Against this tense backdrop, the U.S-R.O.K. joint military exercises will proceed. The spring war games were the largest ever, involving 315,000 U.S. and South Korean soldiers and nuclear-capable submarines, B-52s, and F-22s. In response to the recent U.S. deployment of B-1 bombers to Guam, North Korea’s foreign ministry issued a statement via the Korean Central News Agency that this “proves that the U.S. plan for a preemptive nuclear strike at the DPRK has entered a reckless phase of implementation.”

Travis Lindsay, researcher of international security at the University of California, San Diego, recently advocated for rethinking the military exercises. “Demobilization and de-escalation isn’t complete, verifiable, and irreversible denuclearization, but it’s a necessary step forward that will make denuclearization an attainable goal.”

In spite of nationalist media coverage, the Korean athletes in Rio showed the world that seemingly intractable divisions imposed by politicians could be transcended by the simplest and most sincere human interactions.
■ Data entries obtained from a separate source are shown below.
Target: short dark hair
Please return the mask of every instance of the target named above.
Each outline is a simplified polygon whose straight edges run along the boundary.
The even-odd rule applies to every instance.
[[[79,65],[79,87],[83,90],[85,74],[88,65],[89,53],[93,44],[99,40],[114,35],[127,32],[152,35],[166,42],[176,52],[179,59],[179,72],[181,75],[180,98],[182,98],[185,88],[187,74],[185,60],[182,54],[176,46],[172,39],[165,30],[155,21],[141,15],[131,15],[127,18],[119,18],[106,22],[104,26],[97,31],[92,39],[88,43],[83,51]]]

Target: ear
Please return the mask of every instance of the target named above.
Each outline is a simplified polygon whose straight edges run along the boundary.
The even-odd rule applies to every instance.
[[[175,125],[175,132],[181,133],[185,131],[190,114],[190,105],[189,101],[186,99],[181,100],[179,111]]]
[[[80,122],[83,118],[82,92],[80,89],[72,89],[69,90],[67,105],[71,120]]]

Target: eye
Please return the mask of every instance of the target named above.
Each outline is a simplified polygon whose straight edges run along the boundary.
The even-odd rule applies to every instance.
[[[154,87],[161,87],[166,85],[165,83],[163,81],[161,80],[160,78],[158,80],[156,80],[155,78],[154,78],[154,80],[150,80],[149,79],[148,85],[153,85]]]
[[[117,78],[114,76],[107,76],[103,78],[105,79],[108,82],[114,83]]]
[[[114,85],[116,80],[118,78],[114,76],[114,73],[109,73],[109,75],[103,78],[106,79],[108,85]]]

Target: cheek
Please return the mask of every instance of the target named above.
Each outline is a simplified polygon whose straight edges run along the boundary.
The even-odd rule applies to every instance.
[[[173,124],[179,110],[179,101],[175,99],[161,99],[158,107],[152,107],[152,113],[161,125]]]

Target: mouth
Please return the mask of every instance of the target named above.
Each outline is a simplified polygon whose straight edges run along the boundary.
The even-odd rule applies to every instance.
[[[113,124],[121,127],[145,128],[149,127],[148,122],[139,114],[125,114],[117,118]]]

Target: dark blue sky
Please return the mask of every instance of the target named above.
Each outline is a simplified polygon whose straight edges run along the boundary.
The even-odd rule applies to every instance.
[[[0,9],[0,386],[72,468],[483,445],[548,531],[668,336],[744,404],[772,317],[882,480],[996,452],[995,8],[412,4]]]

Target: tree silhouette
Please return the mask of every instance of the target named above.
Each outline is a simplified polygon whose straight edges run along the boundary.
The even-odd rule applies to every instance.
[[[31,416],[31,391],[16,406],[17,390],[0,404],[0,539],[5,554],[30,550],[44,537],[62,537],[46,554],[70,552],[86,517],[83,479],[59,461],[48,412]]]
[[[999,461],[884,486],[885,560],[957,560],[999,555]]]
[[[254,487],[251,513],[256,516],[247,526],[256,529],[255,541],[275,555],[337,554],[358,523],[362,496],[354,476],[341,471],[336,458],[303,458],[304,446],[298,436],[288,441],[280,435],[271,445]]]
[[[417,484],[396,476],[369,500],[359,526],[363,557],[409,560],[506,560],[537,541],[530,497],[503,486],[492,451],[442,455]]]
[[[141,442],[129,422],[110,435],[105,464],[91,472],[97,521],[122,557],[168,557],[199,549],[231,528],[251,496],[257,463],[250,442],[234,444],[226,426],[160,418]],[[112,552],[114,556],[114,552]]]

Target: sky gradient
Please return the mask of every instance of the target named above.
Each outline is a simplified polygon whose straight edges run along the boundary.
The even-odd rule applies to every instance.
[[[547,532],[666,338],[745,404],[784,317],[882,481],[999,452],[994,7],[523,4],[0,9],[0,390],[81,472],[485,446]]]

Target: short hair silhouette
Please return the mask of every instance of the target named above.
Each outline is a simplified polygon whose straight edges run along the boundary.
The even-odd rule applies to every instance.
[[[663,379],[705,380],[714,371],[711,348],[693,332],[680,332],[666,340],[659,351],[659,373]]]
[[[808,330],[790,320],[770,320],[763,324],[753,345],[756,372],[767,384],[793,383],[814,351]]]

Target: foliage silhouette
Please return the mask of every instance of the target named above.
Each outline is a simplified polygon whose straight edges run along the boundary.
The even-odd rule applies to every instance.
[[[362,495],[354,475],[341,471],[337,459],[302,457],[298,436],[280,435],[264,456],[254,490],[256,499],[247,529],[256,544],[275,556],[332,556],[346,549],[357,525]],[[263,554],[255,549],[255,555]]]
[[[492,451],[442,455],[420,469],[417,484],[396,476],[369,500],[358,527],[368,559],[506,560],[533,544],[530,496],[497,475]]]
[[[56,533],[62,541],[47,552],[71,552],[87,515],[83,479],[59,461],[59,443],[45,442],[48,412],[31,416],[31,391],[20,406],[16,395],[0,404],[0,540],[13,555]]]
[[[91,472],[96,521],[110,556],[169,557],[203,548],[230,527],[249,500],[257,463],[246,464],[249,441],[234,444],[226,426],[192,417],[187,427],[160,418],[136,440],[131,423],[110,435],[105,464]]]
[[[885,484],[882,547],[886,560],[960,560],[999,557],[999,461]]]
Instead of continuing to engage in saber-rattling actions that only lead to more provocation and dangerous military escalation, American and Korean leaders should shift their policies to reflect the desires of the Korean people for peaceful co-existence. Not only have Olympians shown their ability to conquer the insurmountable through their super human ability, they have inspired all of us by engaging in ordinary human actions.

It was only 16 years ago during the 2000 Olympics that Korean athletes walked together during the opening ceremony in Sydney carrying a blue One Korea flag. When asked why, Chang Ung, the North Korean delegate explained, “We are the same blood.”

Christine Ahn

Christine Ahn is a founding board member of the Korea Policy Institute and the National Campaign to End the Korean War.  Ahn is also the Executive Director of Women Cross DMZ, a movement of women globally walking to end the Korean War, reunite families, and ensure women’s leadership in the peacebuilding process.